Herald-Examiner reporter Hildy Johnson (the very butch if somewhat wooden John Slattery returning to Broadway after years on TV's Mad Men) is ready to leave the whole sordid business behind: He's getting married to Peggy Grant (Halley Feiffer) and taking a respectable advertising job in New York (this gets a knowing laugh from the Mad Men fans). That is, unless his completely unscrupulous editor, Walter Burns (Nathan Lane), can convince him to stay. Burns may not have to try very hard after Earl Williams busts out of jail and Hildy comes face to face with the biggest story of his career.

With a cast of 19, The Front Page clearly comes from an era when actors weren't so expensive and it wasn't as important for playwrights to economize on the dramatis personae: Robert Morse mugs and shrugs his way through a cameo that lasts no more than 10 minutes. With an accent that straddles the border between Alsace and Lorraine, Micah Stock wrings some laughs from the role of a dry German police officer. Sherie Rene Scott grounds her performance as "Clark Street tart" Mollie Malloy in real stakes that emotionally reverberate in this season of the "nasty woman." As hypochondriac reporter Roy Bensinger, Jefferson Mays plays his typical Mid-Atlantic eccentric, while Holland Taylor rather predictably takes the role of the killjoy mother-in-law. Individually, they're all very funny, but their performances become cacophony in concert. It begins to feel like the night of a thousand shticks.

Nathan Lane plays Walter Burns in The Front Page.
Nathan Lane plays Walter Burns in The Front Page.
(© Julieta Cervantes)

Director Jack O'Brien fails to bring harmony to the proceedings during the lethargic first act. The piece only really begins to come together after 90 minutes, when Lane enters with a show-stealing performance.

Truly, no actor seems to naturally inhabit this world of gin and fedoras more than Nathan Lane. His every line is punchier and every tactic more plausible. At the risk of highlighting a theatrical cliché, no one performs a one-sided telephone call more believably than Lane. He exudes the manic Hearstian rage of the publisher who instinctively knows that news is more about entertainment than information: "No," he shouts over the phone at an underling, "leave the rooster story — that's human interest!" One suspects that were Burns a real person in 2016, he would be curating cat videos for Buzzfeed.

The whole ensemble benefits from Lane's presence as the dialogue and slapstick significantly tighten in the third act, as if by osmosis. One might explain away this delayed rallying of the troops as the natural trajectory of a three-act comedy: Of course the third act is funnier than the first two. That may be the case, but a play as lumbering and overloaded as The Front Page can never really take off without some serious divine intervention, and that's just what Lane provides.

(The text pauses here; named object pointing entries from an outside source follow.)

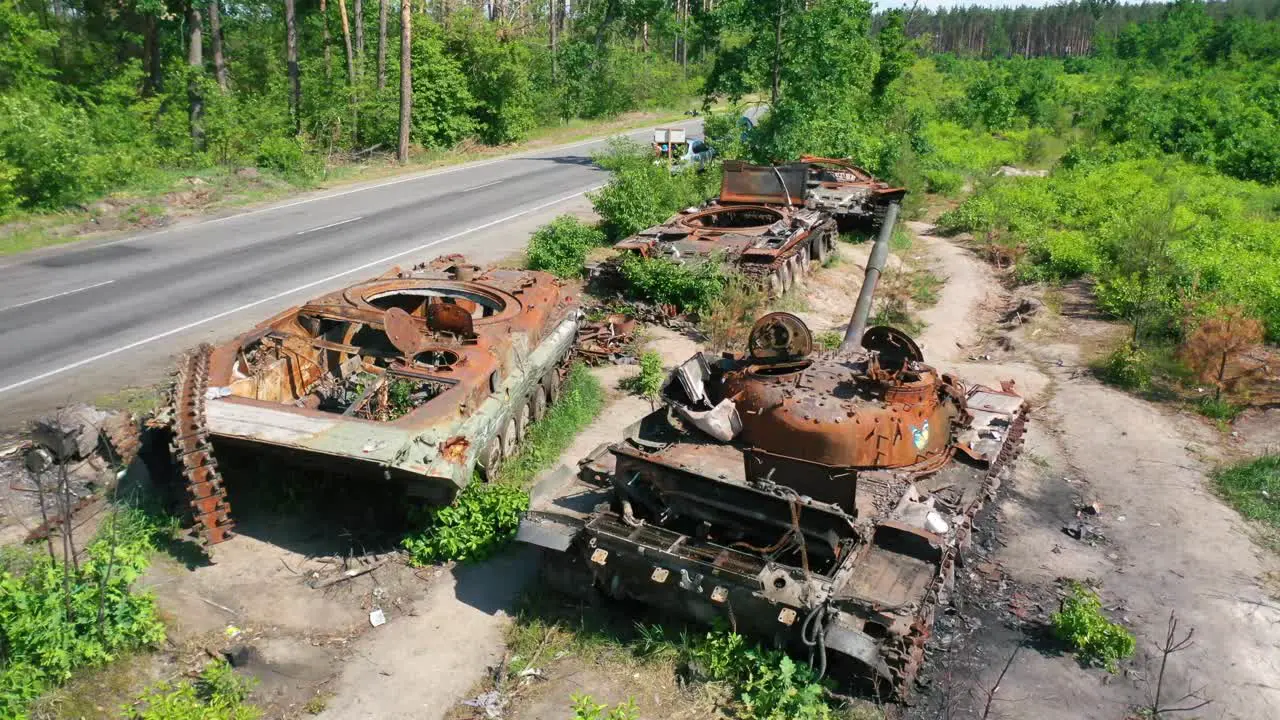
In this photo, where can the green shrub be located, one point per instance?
(1082, 625)
(1128, 367)
(561, 246)
(49, 614)
(581, 397)
(657, 279)
(480, 520)
(1253, 488)
(219, 695)
(767, 683)
(648, 381)
(944, 182)
(585, 707)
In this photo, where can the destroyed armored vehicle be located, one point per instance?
(849, 192)
(816, 500)
(416, 377)
(758, 227)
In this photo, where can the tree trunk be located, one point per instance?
(215, 40)
(382, 44)
(324, 39)
(777, 55)
(346, 41)
(406, 81)
(196, 59)
(360, 28)
(291, 26)
(552, 23)
(151, 49)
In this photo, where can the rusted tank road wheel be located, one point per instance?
(510, 440)
(524, 417)
(538, 404)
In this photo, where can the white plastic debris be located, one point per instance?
(936, 524)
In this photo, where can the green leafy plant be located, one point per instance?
(768, 684)
(1082, 625)
(218, 695)
(561, 246)
(585, 707)
(56, 619)
(479, 522)
(581, 397)
(648, 381)
(1127, 367)
(688, 287)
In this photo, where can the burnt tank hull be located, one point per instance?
(417, 377)
(818, 502)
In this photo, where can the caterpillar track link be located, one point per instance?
(193, 452)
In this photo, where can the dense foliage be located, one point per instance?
(96, 98)
(56, 619)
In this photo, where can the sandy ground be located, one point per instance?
(1169, 545)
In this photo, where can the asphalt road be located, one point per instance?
(82, 319)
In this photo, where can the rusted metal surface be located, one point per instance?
(848, 191)
(414, 377)
(758, 227)
(606, 340)
(821, 499)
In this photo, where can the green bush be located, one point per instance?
(767, 683)
(480, 520)
(1128, 367)
(55, 619)
(561, 246)
(1082, 625)
(688, 287)
(648, 381)
(219, 695)
(585, 707)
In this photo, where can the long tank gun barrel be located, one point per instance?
(874, 267)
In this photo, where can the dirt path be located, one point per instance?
(1170, 543)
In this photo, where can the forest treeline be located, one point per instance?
(96, 96)
(1080, 27)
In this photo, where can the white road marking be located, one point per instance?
(397, 181)
(55, 295)
(333, 224)
(291, 291)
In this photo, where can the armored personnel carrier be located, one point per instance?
(816, 500)
(758, 227)
(416, 377)
(849, 192)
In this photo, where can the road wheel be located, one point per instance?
(510, 440)
(524, 417)
(489, 459)
(551, 383)
(538, 404)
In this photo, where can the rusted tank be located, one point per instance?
(416, 377)
(817, 500)
(849, 192)
(758, 227)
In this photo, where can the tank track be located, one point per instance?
(193, 452)
(906, 656)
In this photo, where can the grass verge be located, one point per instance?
(1253, 490)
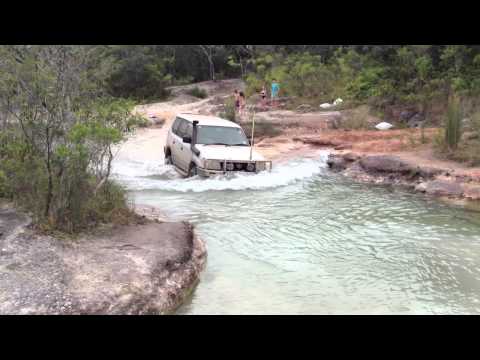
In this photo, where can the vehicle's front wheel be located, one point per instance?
(192, 171)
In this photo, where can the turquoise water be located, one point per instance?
(301, 240)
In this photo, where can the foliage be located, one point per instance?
(453, 123)
(59, 132)
(198, 92)
(229, 111)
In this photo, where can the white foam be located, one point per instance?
(155, 176)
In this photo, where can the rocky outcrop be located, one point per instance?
(441, 188)
(146, 268)
(389, 169)
(384, 163)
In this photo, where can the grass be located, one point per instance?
(262, 130)
(197, 92)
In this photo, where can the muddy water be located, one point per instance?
(302, 240)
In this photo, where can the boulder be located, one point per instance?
(384, 126)
(385, 163)
(144, 268)
(441, 188)
(336, 162)
(472, 192)
(422, 187)
(304, 108)
(407, 115)
(416, 121)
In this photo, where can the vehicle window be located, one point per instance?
(222, 135)
(175, 126)
(182, 128)
(189, 131)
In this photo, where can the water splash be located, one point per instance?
(139, 176)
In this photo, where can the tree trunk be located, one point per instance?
(49, 171)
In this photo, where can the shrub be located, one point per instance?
(229, 111)
(198, 93)
(453, 123)
(262, 130)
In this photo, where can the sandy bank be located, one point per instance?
(145, 268)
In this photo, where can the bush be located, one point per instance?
(262, 130)
(198, 93)
(453, 124)
(229, 111)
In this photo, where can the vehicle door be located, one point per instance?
(185, 151)
(174, 141)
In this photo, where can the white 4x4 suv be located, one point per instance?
(207, 145)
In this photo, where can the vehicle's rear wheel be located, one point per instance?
(192, 171)
(168, 158)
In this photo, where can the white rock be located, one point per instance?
(384, 126)
(338, 101)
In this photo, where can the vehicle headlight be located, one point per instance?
(261, 166)
(213, 165)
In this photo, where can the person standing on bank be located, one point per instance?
(242, 102)
(275, 91)
(263, 95)
(237, 100)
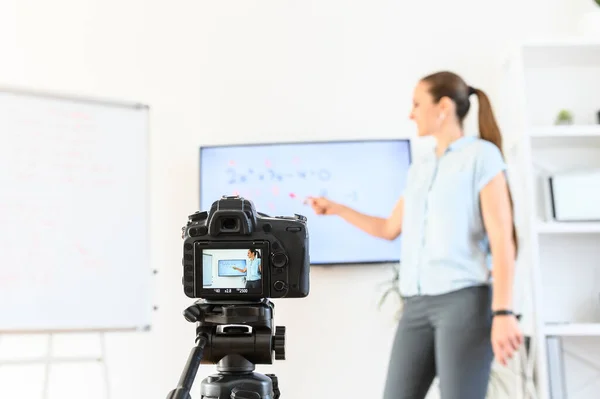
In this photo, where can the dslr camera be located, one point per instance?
(232, 252)
(234, 260)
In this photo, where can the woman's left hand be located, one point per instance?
(506, 337)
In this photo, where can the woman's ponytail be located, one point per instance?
(489, 131)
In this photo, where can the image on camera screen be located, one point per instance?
(232, 270)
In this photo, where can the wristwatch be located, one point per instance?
(505, 312)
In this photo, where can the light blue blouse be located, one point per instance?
(252, 272)
(444, 243)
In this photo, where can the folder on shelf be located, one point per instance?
(556, 368)
(575, 195)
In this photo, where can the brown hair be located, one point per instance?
(448, 84)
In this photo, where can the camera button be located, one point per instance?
(279, 259)
(279, 285)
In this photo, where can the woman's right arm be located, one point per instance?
(388, 229)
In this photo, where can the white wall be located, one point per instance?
(238, 71)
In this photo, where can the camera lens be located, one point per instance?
(229, 224)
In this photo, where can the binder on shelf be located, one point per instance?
(556, 368)
(575, 195)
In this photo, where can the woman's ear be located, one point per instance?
(446, 105)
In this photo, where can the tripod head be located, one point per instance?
(235, 335)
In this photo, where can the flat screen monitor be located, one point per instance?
(231, 267)
(368, 176)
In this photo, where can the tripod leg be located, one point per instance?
(276, 392)
(186, 381)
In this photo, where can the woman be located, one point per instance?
(455, 216)
(253, 269)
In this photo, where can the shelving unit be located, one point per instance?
(562, 258)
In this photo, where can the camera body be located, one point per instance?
(232, 252)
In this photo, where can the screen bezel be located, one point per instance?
(406, 140)
(211, 293)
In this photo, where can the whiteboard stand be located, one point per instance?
(50, 360)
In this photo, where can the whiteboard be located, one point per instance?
(74, 207)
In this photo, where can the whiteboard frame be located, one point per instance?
(86, 99)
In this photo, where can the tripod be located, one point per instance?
(236, 336)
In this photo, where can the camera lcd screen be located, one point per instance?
(232, 271)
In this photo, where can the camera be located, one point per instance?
(233, 252)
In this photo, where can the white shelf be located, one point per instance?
(573, 329)
(568, 227)
(572, 41)
(566, 131)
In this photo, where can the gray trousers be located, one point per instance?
(447, 336)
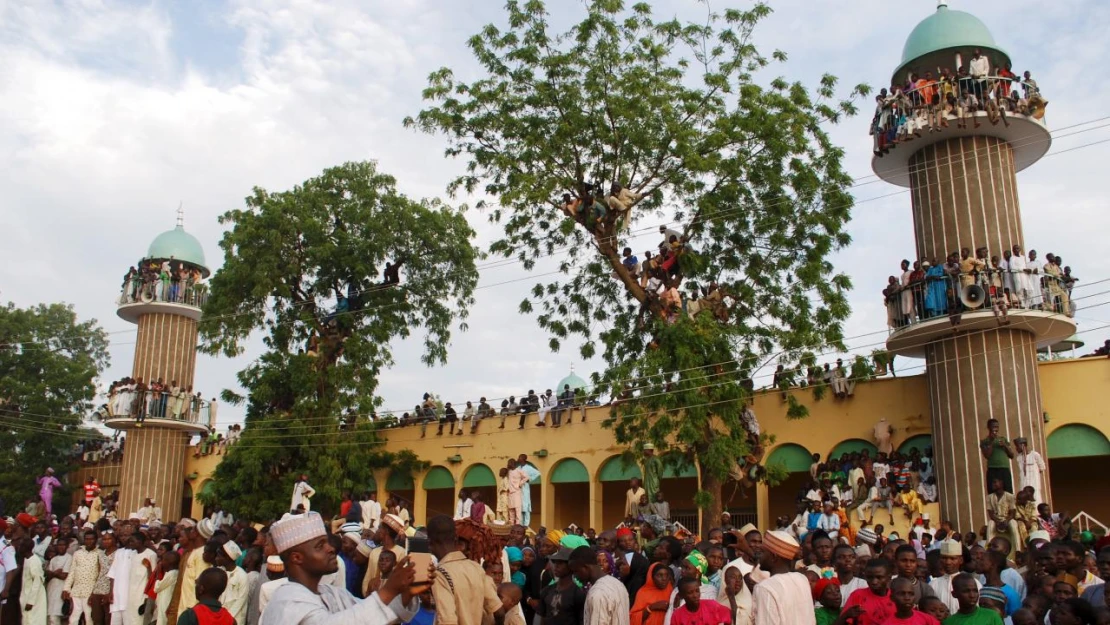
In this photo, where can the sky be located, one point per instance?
(112, 113)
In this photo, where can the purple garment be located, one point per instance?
(47, 485)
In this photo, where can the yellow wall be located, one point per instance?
(1072, 390)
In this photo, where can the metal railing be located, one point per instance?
(941, 292)
(902, 113)
(150, 290)
(142, 404)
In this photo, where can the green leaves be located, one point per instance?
(744, 170)
(305, 266)
(49, 364)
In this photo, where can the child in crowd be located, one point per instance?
(210, 585)
(966, 590)
(697, 611)
(904, 595)
(875, 600)
(167, 581)
(510, 595)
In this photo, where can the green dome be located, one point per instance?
(948, 30)
(178, 244)
(575, 383)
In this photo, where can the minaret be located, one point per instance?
(964, 192)
(165, 349)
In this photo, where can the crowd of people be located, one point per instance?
(371, 565)
(928, 103)
(561, 410)
(131, 397)
(164, 280)
(927, 290)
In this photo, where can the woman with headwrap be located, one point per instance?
(654, 597)
(693, 567)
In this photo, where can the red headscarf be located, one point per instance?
(646, 596)
(821, 584)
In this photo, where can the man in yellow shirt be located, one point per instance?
(910, 503)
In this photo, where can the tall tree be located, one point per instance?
(309, 268)
(49, 363)
(643, 121)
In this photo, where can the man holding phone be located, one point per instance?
(463, 593)
(302, 543)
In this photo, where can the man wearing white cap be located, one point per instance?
(386, 538)
(785, 597)
(303, 544)
(238, 590)
(194, 564)
(951, 562)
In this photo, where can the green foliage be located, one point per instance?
(290, 259)
(49, 363)
(744, 170)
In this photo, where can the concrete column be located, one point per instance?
(153, 466)
(975, 377)
(763, 505)
(547, 502)
(165, 346)
(420, 501)
(595, 503)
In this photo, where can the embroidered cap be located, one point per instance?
(290, 532)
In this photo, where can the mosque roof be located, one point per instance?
(179, 244)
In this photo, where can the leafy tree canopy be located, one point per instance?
(305, 266)
(49, 363)
(644, 122)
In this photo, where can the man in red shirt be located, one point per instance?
(90, 490)
(904, 594)
(875, 600)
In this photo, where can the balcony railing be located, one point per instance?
(904, 112)
(922, 296)
(145, 289)
(143, 404)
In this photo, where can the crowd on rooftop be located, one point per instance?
(927, 290)
(164, 280)
(930, 103)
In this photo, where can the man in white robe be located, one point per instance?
(58, 570)
(142, 564)
(302, 542)
(32, 598)
(785, 597)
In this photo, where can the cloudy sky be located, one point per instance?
(113, 112)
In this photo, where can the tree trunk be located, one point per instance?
(710, 515)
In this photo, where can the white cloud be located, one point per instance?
(108, 122)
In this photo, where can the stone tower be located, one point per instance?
(965, 194)
(167, 313)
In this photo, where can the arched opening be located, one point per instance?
(920, 443)
(571, 489)
(614, 476)
(187, 501)
(481, 479)
(402, 487)
(678, 489)
(795, 460)
(850, 446)
(1077, 455)
(440, 489)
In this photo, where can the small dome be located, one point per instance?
(947, 30)
(572, 380)
(178, 244)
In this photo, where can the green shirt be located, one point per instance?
(189, 617)
(826, 616)
(980, 616)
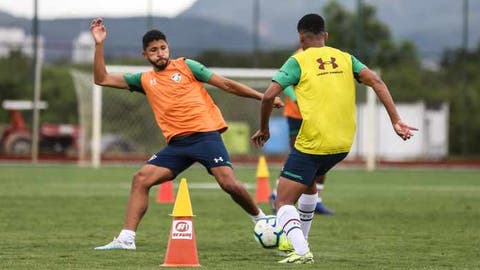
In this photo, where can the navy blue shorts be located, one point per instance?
(294, 125)
(204, 147)
(304, 168)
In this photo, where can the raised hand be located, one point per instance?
(98, 30)
(403, 130)
(260, 138)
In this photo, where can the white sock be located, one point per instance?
(320, 187)
(306, 209)
(288, 218)
(257, 217)
(127, 236)
(274, 192)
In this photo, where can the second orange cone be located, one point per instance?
(263, 181)
(182, 246)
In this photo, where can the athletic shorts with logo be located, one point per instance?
(206, 148)
(304, 168)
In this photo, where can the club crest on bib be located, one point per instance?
(176, 77)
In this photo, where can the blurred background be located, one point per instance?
(428, 53)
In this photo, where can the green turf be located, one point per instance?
(52, 217)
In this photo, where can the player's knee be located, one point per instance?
(231, 186)
(140, 180)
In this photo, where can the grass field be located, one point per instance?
(52, 217)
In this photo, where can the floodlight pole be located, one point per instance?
(149, 15)
(255, 31)
(465, 125)
(37, 64)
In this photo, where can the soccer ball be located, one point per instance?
(266, 232)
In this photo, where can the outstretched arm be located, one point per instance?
(100, 74)
(263, 134)
(239, 89)
(371, 79)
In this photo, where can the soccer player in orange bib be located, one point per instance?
(189, 119)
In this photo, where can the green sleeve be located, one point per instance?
(290, 93)
(134, 81)
(200, 72)
(357, 65)
(289, 73)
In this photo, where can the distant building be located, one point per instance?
(15, 39)
(83, 48)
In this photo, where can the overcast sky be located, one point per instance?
(50, 9)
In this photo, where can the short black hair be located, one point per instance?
(312, 23)
(151, 36)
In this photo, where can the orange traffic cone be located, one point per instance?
(182, 247)
(263, 181)
(165, 192)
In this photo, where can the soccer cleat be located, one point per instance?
(285, 247)
(117, 244)
(323, 210)
(294, 258)
(271, 199)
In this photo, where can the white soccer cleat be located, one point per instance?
(117, 244)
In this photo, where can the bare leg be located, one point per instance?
(229, 183)
(144, 179)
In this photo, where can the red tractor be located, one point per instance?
(16, 138)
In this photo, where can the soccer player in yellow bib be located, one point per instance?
(323, 80)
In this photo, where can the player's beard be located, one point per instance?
(159, 66)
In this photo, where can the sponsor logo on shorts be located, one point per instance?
(152, 157)
(218, 159)
(292, 175)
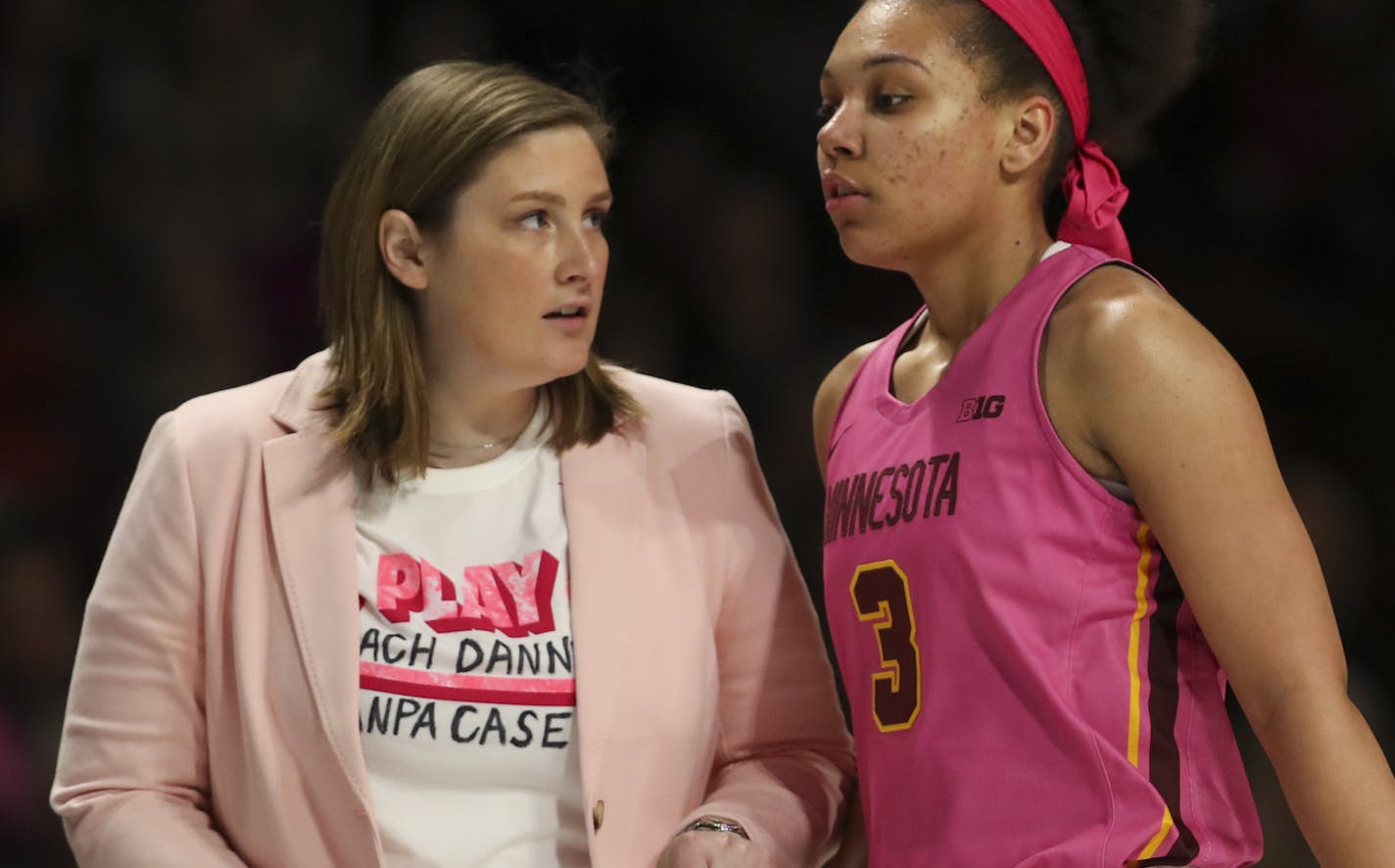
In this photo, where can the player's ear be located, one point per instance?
(1033, 125)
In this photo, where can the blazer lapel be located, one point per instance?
(602, 528)
(310, 499)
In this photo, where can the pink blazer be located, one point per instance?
(213, 717)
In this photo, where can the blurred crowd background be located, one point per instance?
(162, 169)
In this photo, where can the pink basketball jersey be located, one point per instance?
(1029, 686)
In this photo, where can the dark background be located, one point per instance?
(162, 168)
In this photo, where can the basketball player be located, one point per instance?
(1055, 526)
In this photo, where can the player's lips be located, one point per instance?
(840, 194)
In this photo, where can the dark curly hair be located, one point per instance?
(1137, 56)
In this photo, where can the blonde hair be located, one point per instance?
(427, 140)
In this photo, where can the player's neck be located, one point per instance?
(961, 290)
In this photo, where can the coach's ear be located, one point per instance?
(402, 249)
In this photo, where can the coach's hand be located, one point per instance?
(713, 845)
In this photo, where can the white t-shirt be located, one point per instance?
(466, 690)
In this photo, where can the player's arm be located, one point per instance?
(829, 397)
(1155, 394)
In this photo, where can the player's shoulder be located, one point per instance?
(1118, 327)
(836, 383)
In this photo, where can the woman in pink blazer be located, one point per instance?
(582, 637)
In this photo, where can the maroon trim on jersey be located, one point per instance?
(1164, 759)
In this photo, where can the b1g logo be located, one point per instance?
(984, 407)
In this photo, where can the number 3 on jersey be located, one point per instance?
(882, 596)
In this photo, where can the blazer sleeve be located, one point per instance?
(131, 783)
(785, 758)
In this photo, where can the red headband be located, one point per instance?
(1092, 187)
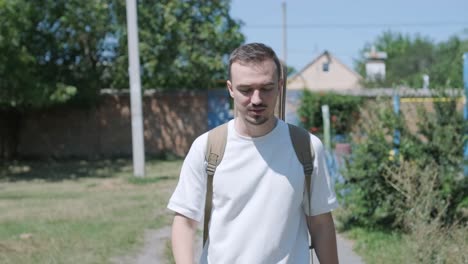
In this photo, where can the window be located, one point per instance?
(325, 66)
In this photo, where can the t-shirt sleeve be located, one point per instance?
(323, 194)
(189, 196)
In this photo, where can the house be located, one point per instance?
(325, 73)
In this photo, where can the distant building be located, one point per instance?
(375, 65)
(325, 73)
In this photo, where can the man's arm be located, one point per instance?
(183, 237)
(322, 233)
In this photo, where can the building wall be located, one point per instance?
(172, 121)
(314, 78)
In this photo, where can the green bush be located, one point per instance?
(370, 198)
(344, 111)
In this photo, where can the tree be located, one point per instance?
(51, 51)
(409, 58)
(183, 44)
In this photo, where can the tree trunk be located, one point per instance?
(10, 124)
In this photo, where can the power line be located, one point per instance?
(363, 25)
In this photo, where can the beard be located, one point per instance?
(254, 118)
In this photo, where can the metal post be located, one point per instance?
(465, 114)
(326, 126)
(396, 135)
(284, 34)
(138, 147)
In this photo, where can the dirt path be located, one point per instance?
(154, 250)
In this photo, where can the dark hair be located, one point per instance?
(253, 53)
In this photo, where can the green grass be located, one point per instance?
(76, 211)
(376, 246)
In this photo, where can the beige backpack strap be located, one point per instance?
(305, 153)
(217, 138)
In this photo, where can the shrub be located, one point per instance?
(370, 198)
(344, 111)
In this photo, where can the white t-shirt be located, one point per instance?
(258, 197)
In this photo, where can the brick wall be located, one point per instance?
(171, 122)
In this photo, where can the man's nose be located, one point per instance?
(256, 97)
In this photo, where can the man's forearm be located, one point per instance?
(183, 236)
(323, 235)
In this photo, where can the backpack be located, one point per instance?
(216, 145)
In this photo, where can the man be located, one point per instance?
(258, 213)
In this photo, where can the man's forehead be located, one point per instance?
(266, 67)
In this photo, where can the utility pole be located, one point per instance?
(284, 34)
(138, 147)
(465, 114)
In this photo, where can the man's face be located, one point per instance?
(254, 88)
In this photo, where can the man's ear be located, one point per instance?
(230, 89)
(280, 85)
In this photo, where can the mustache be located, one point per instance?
(259, 106)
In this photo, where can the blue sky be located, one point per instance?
(343, 27)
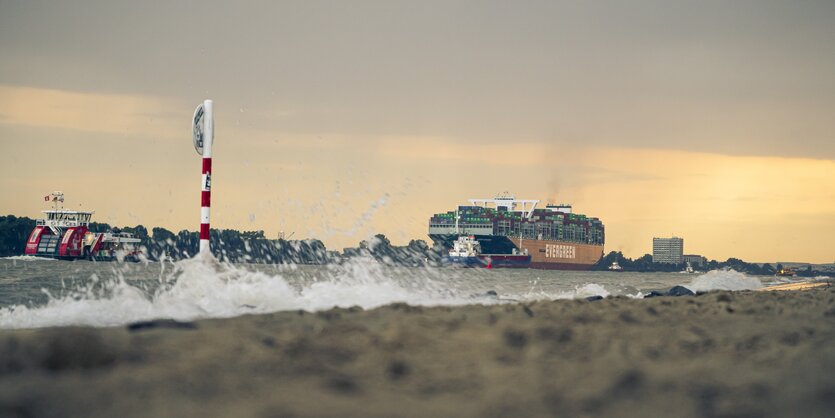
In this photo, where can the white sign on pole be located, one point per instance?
(197, 129)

Nathan Lane and John Goodman star in the Broadway revival of The Front Page.
Nathan Lane and John Goodman star in the Broadway revival of The Front Page.
(© Julieta Cervantes)

While he doesn't inject the play with pep from the get-go, O'Brien does at least give the actors an opulent world in which to play. Douglas W. Schmidt's slanting, forced-perspective set offers a feast for the eyes, even if the roomful of conspicuously placed signs (one reads, "All nations welcome except Carrie") verges on 1920s-themed Disney attraction. Ann Roth's costumes (rumpled suits and faded ties) convey the period in a far more subdued fashion. An impressive visual effect by Jauchem and Meeh that re-creates a realistic shootout helps to end the sleepy first act with a much-needed bang.

Certainly, some viewers will be tempted to flee at the first intermission (there are two), but they really shouldn't: The Front Page takes a long time to warm up, but once it does, it proves worth the wait.